Last Wednesday, the prime minister of the United Kingdom, Theresa May, informed European Union leaders that she would invoke Article 50 of the Lisbon Treaty, which begins the two-year process of the U.K.’s withdrawal from the EU.
This follows the results of the June 2016 referendum when 52 percent of British people voted to leave the EU.
This historical event should be celebrated by all Democrats around the world.
It is rare in politics that a government delivers on the will of its people particularly when the majority of political elites disagree with the majority of the people.
The EU must now come to grips with the loss of its second-largest net contributor while facing populist parties, many of an unsavory nature.

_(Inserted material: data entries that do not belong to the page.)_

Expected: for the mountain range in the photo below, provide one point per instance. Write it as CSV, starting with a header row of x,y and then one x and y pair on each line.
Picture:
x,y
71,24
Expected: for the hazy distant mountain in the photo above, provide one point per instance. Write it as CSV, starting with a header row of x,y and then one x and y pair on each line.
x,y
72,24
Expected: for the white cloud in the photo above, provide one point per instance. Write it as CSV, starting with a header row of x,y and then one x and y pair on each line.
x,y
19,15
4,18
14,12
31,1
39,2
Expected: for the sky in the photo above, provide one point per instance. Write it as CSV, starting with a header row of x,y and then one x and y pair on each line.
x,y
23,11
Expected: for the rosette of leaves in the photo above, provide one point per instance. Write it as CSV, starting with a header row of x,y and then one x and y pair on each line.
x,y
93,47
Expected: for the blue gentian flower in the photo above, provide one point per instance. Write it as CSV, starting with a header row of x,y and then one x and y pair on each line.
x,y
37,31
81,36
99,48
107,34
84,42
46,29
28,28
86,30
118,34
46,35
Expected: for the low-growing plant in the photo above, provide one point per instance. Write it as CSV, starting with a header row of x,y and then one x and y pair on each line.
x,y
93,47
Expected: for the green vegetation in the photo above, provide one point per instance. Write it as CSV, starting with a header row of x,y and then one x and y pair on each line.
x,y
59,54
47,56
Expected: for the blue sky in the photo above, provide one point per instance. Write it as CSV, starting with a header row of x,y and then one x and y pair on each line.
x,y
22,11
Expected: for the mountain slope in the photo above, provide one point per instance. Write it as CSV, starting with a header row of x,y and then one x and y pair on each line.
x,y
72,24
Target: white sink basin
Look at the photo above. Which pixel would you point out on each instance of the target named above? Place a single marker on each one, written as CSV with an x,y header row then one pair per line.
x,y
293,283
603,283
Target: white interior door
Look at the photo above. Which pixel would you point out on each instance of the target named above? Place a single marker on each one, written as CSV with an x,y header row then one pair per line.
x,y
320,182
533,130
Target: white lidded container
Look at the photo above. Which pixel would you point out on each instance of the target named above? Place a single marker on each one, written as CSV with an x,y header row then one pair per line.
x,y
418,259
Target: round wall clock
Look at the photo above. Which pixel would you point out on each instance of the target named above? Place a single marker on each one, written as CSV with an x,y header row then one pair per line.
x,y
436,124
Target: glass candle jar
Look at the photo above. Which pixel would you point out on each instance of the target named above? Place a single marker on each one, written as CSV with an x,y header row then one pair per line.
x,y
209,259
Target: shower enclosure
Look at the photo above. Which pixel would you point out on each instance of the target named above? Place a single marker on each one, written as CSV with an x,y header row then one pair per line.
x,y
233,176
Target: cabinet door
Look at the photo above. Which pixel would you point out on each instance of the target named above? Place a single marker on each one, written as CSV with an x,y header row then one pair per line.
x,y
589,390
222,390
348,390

European political elites now face a choice.
For decades many believed that membership in the EU was indefinite and that no country could realistically leave the club once it joined.
The British people, despite threats of “emergency budgets” and “massive austerity” in the wake of voting to leave, voted to unshackle themselves from a political union that has failed to address adequately some of the greatest challenges it has faced in the past decade.
For years the British people watched helplessly as the EU failed to address adequately Greece's debt crisis, which has precipitated youth unemployment of 46 percent in that country, and watched the EU’s failure to handle the refugee crisis.
The story of the Brexit vote is one of a free people reasserting their sovereignty and deciding they know better how to control their destiny and borders than do the unelected and unaccountable bureaucrats in Brussels.
Some senior political figures, such as the former Labour Prime Minister Tony Blair have called for a second referendum after the negotiations have concluded in 2019.
This would be par for the course when it comes to countries bucking the will of EU elites.
In 2005 the French and Dutch people voted by large majorities to reject the EU constitution, only to have many of the same provisions imposed on them just four years later in the form of the Lisbon Treaty, which allowed neither the French nor the Dutch to have a referendum.
That same Lisbon Treaty was put to a vote in Ireland, and when the sovereign Irish people voted against the treaty, the EU made them vote again without receiving many concessions from Brussels.
Luckily for the U.K., the Conservative government, under the competent leadership of May, appears to have an iron determination to execute the will of the people despite a majority of conservative members of parliament, including former Conservative Prime Minister David Cameron, campaigning to stay in the EU during last year’s referendum.
The EU must allow for more democratic reforms in its institutions and return powers back to the member states or it will certainly face a grim future.